Is it burned or burnt? Either way, the bottom of my Le Creuset pot was scorched and I was really upset about it. It happened because I was boiling a pot of water and walked away to take care of something for the kids, then promptly forgot I had something on the stove. Twenty minutes later I shot up and screamed the second I remembered. My bad, but that’s a really expensive mistake! This brand is very pricey and it had been a really thoughtful gift from my mom. I thought the pot was ruined.
I’m going to include some affiliate links in this post to the products I used for your convenience.

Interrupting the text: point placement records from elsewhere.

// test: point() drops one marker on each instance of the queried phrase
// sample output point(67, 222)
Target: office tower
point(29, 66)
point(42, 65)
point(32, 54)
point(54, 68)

This morning I was minding my own business, clicking random things on Pinterest and I came across an article titled 5 Things You Should Always Buy at Thrift Stores. It casually mentioned restoring a burned Le Creuset with OxiClean and I was like WHAT?! You can’t just drop that knowledge and walk away. I need step-by-step instructions for how to achieve this magic.
Turns out, I did not because it was actually ridiculously easy. You probably don’t either, but just in case you are lacking a bit of confidence as I was, I’m here to walk you through how to do it. I imagine you could use any kind of oxygen bleach, so don’t be afraid to try with the stuff from the dollar store. I used brand name OxiClean because that’s what I had.
How to Restore a Burned Pot With OxiClean
It literally only takes a few minutes. I could not be more happy with the way my pot turned out.
It started completely scorched on the bottom. I tried scrubbing and scraping it with all my regular dishwashing methods. Nothing worked.
So I decided at this point it couldn’t hurt to take the advice of some random lady on the internet. (I assume that’s also why you’re here, right?)
We had OxiClean sitting on a shelf in our laundry room, anyway. To be honest, I wasn’t expecting much, but I was blown away by the results!
Step 1: Add a bit of water to your pot. The OxiClean is going to create suds, so don’t fill it more than about 1/3 of the way.
Step 2: Add a scoop of OxiClean.
Step 3: Boil the pot on the stove for 5-10 minutes, stirring occasionally. If the suds start to rise too much, pour out some of the sudsy water and continue.
Step 4: Dump out the water and wipe the pot clean with a dishcloth.
The pot should be at least 90% better at this point, but if a few stubborn spots are still hanging on, repeat the process one more time. I did it twice for this pot.
And it looks brand new! Check out the after! I am SOOOOO happy this tricked worked so well!